“We have developed so called brain-computer interfaces which allow the user to control different devices and programmes without hands, by means of the user’s thoughts.”
That is how Christoph Hintermüller of the Project Management and Research team at g.tec Guger Technologies sums up a machine which can quite literally read the mind.
It is intended for disabled patients, and the system made up of electrodes which sit on the scalp translates user intentions into electronic commands.
“A brain-computer interface captures various electrical impulses from the head of the user, and decodes them into specific tasks and actions,” continued Christoph Hintermüller.
That allows the user to play an online computer game, hands-free. The user selects the commands by simply looking at the blinking arrows on the screen. The frequency of the flashing is reproduced in the brain cortex and read by the electrodes.
“As soon as we have understood the electroencephalography patterns produced by the groups of neurons in the brain, we can map the brain activity to any commands for any device, like a television or a motorised system for the home,” said Arnau Espinosa Manzanal of the Research and Development department, g.tec Guger Technologies
Developed within a European research project, this technology makes home electronics more accessible.
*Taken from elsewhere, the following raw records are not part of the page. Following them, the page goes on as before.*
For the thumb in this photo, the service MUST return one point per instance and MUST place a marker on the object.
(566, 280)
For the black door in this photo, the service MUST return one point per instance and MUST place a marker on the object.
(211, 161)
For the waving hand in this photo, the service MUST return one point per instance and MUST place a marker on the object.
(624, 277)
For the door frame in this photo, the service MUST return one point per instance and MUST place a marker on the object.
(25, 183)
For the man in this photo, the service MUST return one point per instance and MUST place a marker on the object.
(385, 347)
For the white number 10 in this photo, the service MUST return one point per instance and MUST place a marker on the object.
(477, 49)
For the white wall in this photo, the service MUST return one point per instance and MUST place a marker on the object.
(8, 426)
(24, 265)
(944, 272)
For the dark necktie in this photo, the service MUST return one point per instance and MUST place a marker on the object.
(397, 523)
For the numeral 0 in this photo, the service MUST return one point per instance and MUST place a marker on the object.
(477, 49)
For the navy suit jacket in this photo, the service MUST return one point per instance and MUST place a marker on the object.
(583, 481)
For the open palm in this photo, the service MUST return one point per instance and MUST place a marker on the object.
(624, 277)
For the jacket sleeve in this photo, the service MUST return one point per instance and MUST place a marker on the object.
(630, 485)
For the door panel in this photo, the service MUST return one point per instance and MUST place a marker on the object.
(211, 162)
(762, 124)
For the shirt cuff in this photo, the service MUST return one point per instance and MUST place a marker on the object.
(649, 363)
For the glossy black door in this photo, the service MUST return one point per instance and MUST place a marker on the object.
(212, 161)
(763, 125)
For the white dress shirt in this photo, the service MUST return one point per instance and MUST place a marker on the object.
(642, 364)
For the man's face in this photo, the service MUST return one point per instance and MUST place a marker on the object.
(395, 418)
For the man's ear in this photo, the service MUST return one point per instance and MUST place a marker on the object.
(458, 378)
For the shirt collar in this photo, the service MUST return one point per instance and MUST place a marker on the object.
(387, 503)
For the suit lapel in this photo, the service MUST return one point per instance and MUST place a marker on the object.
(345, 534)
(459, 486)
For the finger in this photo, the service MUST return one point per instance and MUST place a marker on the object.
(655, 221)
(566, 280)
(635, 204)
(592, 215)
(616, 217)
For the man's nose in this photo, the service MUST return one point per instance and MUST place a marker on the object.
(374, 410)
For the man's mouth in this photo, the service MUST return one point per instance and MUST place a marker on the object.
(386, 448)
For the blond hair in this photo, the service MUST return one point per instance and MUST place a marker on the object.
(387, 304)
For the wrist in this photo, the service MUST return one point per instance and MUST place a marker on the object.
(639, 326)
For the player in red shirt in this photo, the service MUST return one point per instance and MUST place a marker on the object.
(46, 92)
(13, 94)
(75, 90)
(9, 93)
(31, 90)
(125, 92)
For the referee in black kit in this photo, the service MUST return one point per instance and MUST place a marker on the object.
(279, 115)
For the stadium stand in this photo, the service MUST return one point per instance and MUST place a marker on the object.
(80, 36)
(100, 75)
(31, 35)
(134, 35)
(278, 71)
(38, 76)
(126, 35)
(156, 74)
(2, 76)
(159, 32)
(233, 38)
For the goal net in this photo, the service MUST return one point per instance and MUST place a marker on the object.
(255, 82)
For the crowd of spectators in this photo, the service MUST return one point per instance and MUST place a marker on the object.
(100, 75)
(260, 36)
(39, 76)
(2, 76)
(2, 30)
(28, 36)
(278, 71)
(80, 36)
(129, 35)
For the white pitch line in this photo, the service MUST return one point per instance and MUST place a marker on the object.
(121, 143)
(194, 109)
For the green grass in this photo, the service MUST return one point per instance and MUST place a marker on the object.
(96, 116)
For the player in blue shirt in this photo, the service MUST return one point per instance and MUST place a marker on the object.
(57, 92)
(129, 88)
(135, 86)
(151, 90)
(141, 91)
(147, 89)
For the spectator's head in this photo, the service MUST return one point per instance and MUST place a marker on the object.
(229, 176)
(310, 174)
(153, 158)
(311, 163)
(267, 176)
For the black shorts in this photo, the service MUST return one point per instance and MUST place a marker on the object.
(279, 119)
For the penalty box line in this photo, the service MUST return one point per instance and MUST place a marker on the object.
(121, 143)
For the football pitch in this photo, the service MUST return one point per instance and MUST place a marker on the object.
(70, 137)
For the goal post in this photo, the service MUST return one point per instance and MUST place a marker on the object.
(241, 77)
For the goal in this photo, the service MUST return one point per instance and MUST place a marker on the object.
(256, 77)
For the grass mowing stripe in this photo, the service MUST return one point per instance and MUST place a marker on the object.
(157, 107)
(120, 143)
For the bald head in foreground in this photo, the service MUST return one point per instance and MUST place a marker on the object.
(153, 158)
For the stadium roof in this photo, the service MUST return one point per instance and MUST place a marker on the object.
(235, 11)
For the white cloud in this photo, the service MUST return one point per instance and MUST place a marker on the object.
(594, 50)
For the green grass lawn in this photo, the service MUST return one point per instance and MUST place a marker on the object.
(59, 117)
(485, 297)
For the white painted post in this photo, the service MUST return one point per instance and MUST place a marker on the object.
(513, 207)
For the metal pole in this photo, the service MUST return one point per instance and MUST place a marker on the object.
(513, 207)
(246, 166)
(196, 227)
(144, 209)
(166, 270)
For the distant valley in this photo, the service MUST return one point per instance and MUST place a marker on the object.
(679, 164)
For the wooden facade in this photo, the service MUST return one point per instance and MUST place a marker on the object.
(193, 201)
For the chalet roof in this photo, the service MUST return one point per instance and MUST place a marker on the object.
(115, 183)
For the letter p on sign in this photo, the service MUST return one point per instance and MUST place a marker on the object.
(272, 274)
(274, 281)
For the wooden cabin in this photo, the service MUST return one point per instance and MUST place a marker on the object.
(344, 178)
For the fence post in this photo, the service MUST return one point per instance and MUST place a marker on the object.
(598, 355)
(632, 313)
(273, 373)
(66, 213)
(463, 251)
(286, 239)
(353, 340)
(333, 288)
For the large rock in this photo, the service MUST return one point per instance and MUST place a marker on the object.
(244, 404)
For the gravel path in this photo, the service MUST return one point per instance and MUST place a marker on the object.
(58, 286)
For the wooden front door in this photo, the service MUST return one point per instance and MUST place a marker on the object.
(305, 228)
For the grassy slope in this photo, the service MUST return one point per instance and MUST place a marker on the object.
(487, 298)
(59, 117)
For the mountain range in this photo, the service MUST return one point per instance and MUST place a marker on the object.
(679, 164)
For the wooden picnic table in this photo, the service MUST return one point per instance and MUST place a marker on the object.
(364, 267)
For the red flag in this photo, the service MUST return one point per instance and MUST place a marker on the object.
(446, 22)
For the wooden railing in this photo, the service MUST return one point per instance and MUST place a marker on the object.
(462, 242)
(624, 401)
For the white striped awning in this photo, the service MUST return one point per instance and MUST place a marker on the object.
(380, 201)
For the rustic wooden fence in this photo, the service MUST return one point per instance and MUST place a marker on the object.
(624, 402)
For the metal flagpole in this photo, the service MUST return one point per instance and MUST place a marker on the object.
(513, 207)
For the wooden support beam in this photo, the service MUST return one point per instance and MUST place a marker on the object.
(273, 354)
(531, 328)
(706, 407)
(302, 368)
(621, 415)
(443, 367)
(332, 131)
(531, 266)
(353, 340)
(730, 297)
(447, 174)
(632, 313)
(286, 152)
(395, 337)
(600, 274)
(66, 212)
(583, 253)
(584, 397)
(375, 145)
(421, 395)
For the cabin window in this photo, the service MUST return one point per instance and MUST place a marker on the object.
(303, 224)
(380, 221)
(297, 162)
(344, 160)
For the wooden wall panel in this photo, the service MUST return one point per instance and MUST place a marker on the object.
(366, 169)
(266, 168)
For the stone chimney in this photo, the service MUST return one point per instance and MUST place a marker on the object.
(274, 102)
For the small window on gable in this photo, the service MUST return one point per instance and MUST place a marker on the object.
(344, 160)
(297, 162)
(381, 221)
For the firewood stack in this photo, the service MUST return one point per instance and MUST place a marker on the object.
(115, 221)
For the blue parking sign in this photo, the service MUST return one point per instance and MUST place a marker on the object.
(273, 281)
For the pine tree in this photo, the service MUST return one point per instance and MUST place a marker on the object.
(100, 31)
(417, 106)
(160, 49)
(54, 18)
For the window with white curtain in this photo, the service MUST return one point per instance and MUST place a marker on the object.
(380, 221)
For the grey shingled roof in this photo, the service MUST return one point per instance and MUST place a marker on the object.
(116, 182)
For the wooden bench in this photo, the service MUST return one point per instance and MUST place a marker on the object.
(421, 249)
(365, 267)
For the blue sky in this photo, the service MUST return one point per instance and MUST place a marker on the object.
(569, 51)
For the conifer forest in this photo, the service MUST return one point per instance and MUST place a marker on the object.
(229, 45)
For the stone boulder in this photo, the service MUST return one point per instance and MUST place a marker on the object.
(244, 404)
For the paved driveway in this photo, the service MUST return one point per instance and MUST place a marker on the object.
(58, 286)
A user can navigate through various on-screen menus by simply focusing attention on the commands.
This way even severely disabled people can compose text messages to communicate with others in social networks on the Internet.
With further improvement, this system will allow to remotely control robotic assistants and even personal transportation vehicles such as electric wheelchairs.
“The system will be further developed to easier integrate with many more systems and programs, and also to use additional electrical and mechanical impulses from the whole body, because some patients still have residual motor functions and they’re comfortable also using them, and this system can be designed to include such signals,” concluded Christoph Hintermüller.